Começando com um polêmico, Stranger Than Fiction é um álbum, ahm, estranho do Bad Religion. Por não ser tão agressivo quanto o No Control, ou tão político quanto o Recipe for Hate, ou até tão melódico quanto o The Process of Belief, ele costuma ser o alvo preferido dos fãs, principalmente pra falar como o som deles se tornou vendido depois de assinarem com a Atlantic Records. Foi através desse álbum que eu conheci o Bad Religion e fiquei “agradavelmente surpresa” em escutar uma banda que se dizia punk não fazer as coisas estereotipadas que bandas punk faziam: gritar e tocar rápido. É estranho (e até sexy, de uma forma completamente absurda, eu sei) ouvir o Greg Graffin cantar sobre um relacionamento doentio e abusivo com a voz de quem acabou de acordar em Infected, sucesso que inclusive alavancou o Bad Religion pro mainstream. Aliás, essa é a faixa que me faz ter uma memória afetiva pelo álbum todo, porque ela é tão boa, mas tão boa, que arrasta o restante da tracklist junto. Não é o melhor álbum deles (não é nem o melhor álbum de melodic hardcore deles), mas empolga e é “limpinho” o bastante pra começar.
Recomendações: Stranger Than Fiction, The Handshake, Infected, Inner Logic, 21st Century (Digital Boy)

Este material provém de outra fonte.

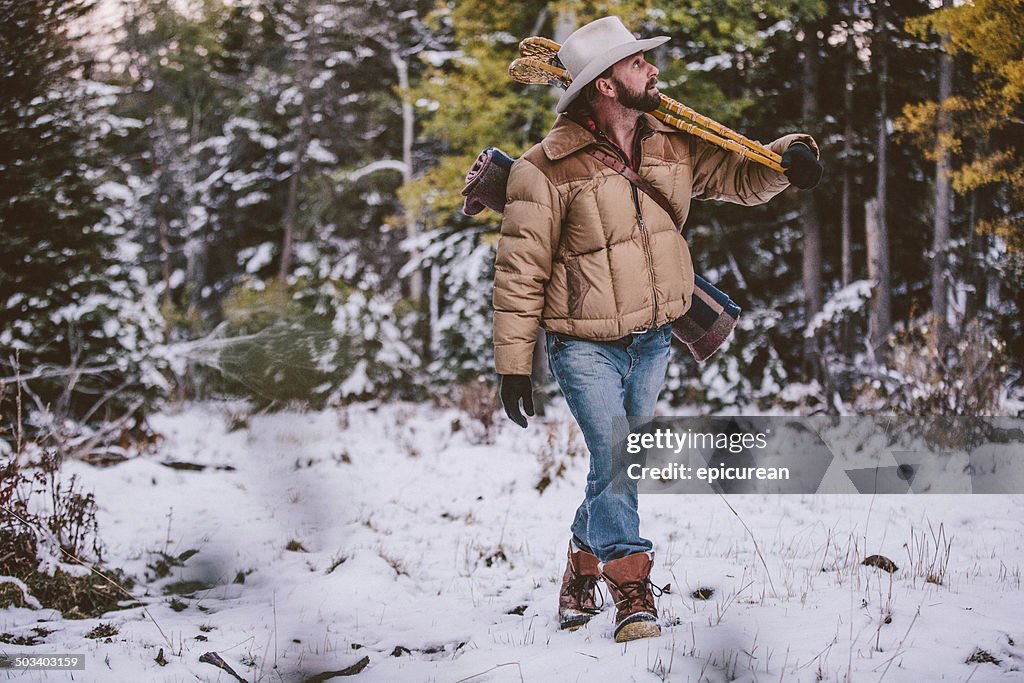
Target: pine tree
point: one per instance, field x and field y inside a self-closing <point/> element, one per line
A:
<point x="75" y="325"/>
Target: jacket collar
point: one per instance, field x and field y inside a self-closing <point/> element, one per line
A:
<point x="567" y="136"/>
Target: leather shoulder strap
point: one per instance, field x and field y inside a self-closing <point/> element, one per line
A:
<point x="615" y="164"/>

09. Blondie – Parallel Lines (1978)
new wave, power pop, pop rock

Em 1978, as pessoas queriam duas coisas: ter a Debbie Harry ou ser a Debbie Harry. E ainda que o Blondie seja lido como uma banda precursora da new wave, ser mulher e liderar um bando de homens era a atitude mais punk possível, então era mais que compreensível o movimento de adoração que rolou em torno da figura dela. Eu mesma considero o Parallel Lines o momento mais punk rock da carreira do Blondie, onde eles mesmos já caminhavam pra uma sonoridade menos underground, e a voz rasgada da Debbie Harry perfurava a camada polida e radiofônica de um gênero que havia nascido com eles. Hanging on the Telephone, por exemplo, deve ser uma das maiores e mais violentas aberturas da história da música, presa numa antítese de ser agressiva e suja, mas extremamente carismática e dançante, antítese essa que faz o Parallel Lines ser merecedor de todas as boas críticas que recebe até hoje. Aqui, o Blondie soube dosar as vivências dos tempos de CBGB com a necessidade de fazer seu nome no mercado. Um álbum democrático que até sua mãe gostaria de ouvir.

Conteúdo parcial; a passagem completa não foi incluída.